What type of shooting are you planning on? As far as I know normally Tikka are sweet right out of the box. Save up for better glass. Don't know anything about barrels in Nz. Wasn't your name something like /\/\@Rtz?

----------


## dogmatix

> just wondering if anyone would bother putting a TruFlight barrel on a tikka .270?? 
> or is the out of the box acurracy sweet enough not to worry about it? & save the money for good glass?
> 
> also are TruFlight barrels the best in NZ??
> 
> i no F'all really  
> 
> cheers


If you want to shoot it as a .270, leave it as it is.
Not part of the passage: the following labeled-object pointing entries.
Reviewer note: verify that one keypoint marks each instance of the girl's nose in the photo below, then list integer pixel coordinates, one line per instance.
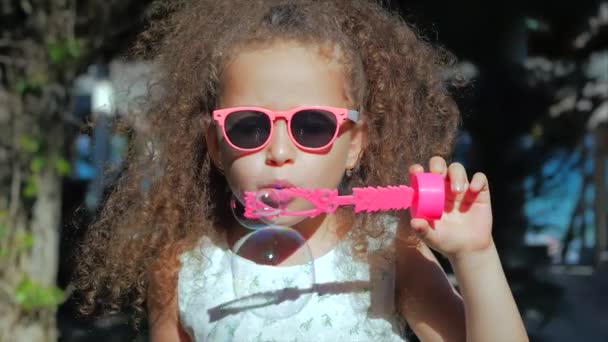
(280, 149)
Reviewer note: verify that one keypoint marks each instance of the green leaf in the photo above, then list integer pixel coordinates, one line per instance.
(29, 143)
(74, 47)
(62, 166)
(26, 240)
(37, 164)
(30, 295)
(57, 52)
(31, 188)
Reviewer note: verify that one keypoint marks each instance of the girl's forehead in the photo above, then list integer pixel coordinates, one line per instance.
(283, 74)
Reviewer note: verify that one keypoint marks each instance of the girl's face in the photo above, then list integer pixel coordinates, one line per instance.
(280, 77)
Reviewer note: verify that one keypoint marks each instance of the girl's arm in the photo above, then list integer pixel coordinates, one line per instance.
(426, 299)
(464, 236)
(489, 305)
(163, 320)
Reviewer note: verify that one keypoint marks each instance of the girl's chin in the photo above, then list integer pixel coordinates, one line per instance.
(287, 221)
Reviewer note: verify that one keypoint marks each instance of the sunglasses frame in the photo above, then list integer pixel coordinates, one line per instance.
(341, 116)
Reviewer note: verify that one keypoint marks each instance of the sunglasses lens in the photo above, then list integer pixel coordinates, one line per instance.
(313, 128)
(247, 129)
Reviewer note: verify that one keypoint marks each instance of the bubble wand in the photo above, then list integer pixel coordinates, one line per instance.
(425, 197)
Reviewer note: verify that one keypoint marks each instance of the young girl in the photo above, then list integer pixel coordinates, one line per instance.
(254, 95)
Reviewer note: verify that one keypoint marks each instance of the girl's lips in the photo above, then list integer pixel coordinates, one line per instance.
(276, 184)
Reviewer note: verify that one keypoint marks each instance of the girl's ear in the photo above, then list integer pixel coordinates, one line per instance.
(357, 144)
(211, 139)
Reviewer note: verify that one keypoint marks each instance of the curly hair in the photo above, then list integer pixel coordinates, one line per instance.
(170, 194)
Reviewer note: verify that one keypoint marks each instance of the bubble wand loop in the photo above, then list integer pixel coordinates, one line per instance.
(425, 198)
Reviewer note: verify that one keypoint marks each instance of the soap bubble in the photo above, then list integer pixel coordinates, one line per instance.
(273, 272)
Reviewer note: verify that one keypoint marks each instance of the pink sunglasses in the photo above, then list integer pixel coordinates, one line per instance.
(311, 128)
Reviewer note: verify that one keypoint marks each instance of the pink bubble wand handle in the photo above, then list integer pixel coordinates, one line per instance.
(425, 198)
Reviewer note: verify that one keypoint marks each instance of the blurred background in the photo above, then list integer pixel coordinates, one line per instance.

'If it ain't broke, don't fix it'!

----------


## Martz

> What type of shooting are you planning on? As far as I know normally Tikka are sweet right out of the box. Save up for better glass. Don't know anything about barrels in Nz. Wasn't your name something like /\/\@Rtz?


yeah thats me, had to change it coz it was confuzing the system with all the crap in it haha.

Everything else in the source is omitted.